The question of nonemptiness is really interesting, I think. It might seem thoroughly unpromising, but it’s changed my understanding of the meaning of convexity.

Lots of authors in convex geometry include the condition of nonemptiness (as well as compactness) in the term “convex set” or “convex body”. I used to react to that as many category theorists probably would: I assumed it was just part of that ancient bad habit you see throughout mathematics texts. But reading about mixed volume made me question that belief.

Suppose we allow $\emptyset$ as a convex body. Then however we define mixed volume on possibly-empty convex bodies, the multiadditivity property (number 3) fails. First note that $\emptyset$ is… absorbent? absorptive?… with respect to Minkowski sum:

$$\emptyset + A = \emptyset$$

for all $A$. Taking $\tilde{A}_1 = \emptyset$ in the multiadditivity axiom therefore gives

$$V(\emptyset, A_2, \ldots, A_n) = V(A_1, A_2, \ldots, A_n) + V(\emptyset, A_2, \ldots, A_n)$$

and so $V \equiv 0$, which is false. So if we want to keep the multiadditivity property — which is rather appealing — then we’d better forbid the empty set from being a convex body.

At first that seems entirely unsatisfactory, just as it would be unsatisfactory to exclude $\emptyset$ from being a topological space or $\{0\}$ from being a ring. But recently I’ve been thinking that perhaps convex bodies should be thought of as like prime numbers, or connected spaces: they’re the building blocks. In the same way that $1$ should not be counted as prime and $\emptyset$ should not be counted as connected, $\emptyset$ should not be counted as convex. Some evidence for this is that “polyconvex” sets — finite unions of convex sets — are known to be a useful class of spaces.

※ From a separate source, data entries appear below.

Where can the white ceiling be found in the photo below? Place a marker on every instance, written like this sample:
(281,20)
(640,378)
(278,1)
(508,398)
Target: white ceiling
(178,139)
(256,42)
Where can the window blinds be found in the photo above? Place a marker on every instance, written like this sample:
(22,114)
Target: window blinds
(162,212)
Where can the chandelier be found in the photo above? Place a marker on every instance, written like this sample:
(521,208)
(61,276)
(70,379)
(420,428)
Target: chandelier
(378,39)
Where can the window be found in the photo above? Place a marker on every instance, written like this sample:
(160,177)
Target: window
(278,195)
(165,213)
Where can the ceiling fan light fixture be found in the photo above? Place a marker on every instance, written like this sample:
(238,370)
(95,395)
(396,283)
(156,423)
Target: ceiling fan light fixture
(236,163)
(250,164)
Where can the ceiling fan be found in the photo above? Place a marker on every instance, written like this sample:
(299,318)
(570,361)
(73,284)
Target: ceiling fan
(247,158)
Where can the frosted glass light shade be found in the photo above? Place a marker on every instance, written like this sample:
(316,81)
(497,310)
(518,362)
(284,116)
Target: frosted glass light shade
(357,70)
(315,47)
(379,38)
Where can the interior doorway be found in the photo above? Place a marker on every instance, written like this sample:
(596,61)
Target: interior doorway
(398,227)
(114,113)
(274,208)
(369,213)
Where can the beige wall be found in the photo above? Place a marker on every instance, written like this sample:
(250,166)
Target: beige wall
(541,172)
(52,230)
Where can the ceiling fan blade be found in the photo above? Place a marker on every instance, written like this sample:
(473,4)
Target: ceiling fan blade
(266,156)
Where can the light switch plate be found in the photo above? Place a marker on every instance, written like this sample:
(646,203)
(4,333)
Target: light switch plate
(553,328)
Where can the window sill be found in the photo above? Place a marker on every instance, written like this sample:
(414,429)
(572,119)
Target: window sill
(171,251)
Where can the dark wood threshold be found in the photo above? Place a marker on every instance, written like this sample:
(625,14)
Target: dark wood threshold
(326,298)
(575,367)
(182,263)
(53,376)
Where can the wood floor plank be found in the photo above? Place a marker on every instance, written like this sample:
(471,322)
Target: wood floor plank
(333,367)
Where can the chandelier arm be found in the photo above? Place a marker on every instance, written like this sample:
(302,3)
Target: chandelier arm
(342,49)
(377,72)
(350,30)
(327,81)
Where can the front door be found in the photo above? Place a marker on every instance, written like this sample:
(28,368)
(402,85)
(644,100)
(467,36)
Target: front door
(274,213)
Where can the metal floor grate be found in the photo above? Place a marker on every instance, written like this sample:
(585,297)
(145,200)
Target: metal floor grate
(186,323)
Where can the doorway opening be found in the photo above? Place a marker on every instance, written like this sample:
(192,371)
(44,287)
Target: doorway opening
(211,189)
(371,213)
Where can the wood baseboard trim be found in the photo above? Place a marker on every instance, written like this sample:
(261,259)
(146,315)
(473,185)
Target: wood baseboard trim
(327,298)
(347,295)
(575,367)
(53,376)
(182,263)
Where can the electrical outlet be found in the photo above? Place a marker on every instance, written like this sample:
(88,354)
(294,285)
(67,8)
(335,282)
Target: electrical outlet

At the moment I’m not sure what I think; I’m just trying out this viewpoint (“convexity is like primality”) for size.

Good and thought-provoking answers.

Lebesgue measure is discontinuous (with respect to the Hausdorff metric)

Hmm, true. I don’t suppose that might mean that the Hausdorff metric is the wrong topology to put on non-convex regions?

Second, if you want to add together subsets of $ℝ^n$ (take their Minkowski sums)

Can you say anything about why you might want to do that? I’m sure there are good reasons, but the Minkowski sum looks kind of unmotivated to me when thinking about “volume.”

recently I’ve been thinking that perhaps convex bodies should be thought of as like prime numbers, or connected spaces: they’re the building blocks

That’s certainly an intriguing viewpoint. Can you extend the definition of mixed volume to polyconvex sets in a consistent way (i.e. not depending on the decomposition into convex sets)? I guess multiadditivity wouldn’t hold any more, but some of the other properties might.